Using ‘The Greeks’ in Options Trading–Part II

July 23, 2009 by  
Filed under Options Trading

If you read Part I, you are slightly familiar with using the Greeks as indicators when trading options, and how delta and theta can be used. Here, we’ll take a look at gamma and vega.

Gamma is calculated via complicated mathematics, but is based on a simple idea. It reflects the rate of change of delta, compared to the changes in price of the underlying asset. This tool helps to estimate the price of an option and how far it’s in or out of the money.

Gamma is small when an option is far in or out of the money. At its maximum, it indicates the option price has approached ‘at-the-money’ levels.

Vega reflects the option’s price and its sensitivity to changes in volatility. This is essentially the degree of which and how frequently the price of the asset changes. Sharp decreases or increase in price are considered high volatility.

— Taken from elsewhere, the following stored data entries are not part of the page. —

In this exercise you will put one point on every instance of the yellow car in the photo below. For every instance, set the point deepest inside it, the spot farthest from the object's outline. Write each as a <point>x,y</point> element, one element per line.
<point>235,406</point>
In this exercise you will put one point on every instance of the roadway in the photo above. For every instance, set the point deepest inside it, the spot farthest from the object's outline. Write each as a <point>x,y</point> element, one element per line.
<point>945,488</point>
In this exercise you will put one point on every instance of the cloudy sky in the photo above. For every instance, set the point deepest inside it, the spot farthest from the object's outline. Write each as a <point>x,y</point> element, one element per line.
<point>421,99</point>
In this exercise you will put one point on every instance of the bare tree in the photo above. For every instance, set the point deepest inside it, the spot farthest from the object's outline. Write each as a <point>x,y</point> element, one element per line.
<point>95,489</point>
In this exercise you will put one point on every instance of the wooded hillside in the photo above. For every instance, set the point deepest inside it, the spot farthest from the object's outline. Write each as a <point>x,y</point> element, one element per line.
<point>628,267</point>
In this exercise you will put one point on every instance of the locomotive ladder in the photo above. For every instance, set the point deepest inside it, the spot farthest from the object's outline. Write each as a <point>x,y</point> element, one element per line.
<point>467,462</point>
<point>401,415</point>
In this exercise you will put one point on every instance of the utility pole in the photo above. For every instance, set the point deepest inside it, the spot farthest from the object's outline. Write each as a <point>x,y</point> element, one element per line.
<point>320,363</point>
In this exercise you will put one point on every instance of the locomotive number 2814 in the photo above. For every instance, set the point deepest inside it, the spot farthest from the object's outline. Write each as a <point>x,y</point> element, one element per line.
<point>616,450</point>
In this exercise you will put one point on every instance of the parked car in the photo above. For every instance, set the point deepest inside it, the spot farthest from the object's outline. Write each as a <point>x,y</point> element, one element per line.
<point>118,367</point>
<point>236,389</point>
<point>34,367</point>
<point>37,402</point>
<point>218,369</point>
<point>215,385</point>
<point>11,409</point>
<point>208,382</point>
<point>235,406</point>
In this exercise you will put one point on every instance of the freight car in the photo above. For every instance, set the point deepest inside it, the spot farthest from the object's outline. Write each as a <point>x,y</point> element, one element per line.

There are also several kinds of volatility, including implied volatility. This is arrived at by considering the exercise price, rate of return, expiration date and premium price. Your online options trading software may also offer historical volatility measurements.

These calculations are very complex, but as an investor you only need to understand the basic underlying ideas. Increased volatility will give you a clue to increased risk, because this measurement reflects the amount of uncertainty and your possible gain or loss on the option.

When prices change slowly, you’ll have more time to react properly. Very little is lost or gained when price changes are very small. Large changes in price in a short amount of time means your option is highly volatile and you have a risk of losing everything.

This is where vega comes in to play. Vega can be used to assess the current volatility and use this information to make your next move. When the asset experiences increased volatility, the price of the option will tend to increase. However, different options will react differently and have individual vega measurements.

Even though all of the Greeks are extremely helpful in trying to manage risk and make educated options trading decisions, these calculations should be only considered to be tools in your practice as an investor. They do not indicate a sure-fire win if certain measurements occur, but rather serve as an indicator that the likelihood of winning in this circumstance is more likely.

Several online options trading software programs will automatically calculate and provide these measurements as needed with a standard membership package. Make sure you understand the option trading process thoroughly before beginning to trade in order to reduce your risk, and start as small as possible.

Practicing several mock trades before using actual money will help you to determine the usefulness and your understanding of the Greeks when assessing options and their associated risks. Also seek out online forums, books and any other resources available to gain a deeper understanding of option trading. Much of it may seem confusing at first, but over time you’ll find it will become easier.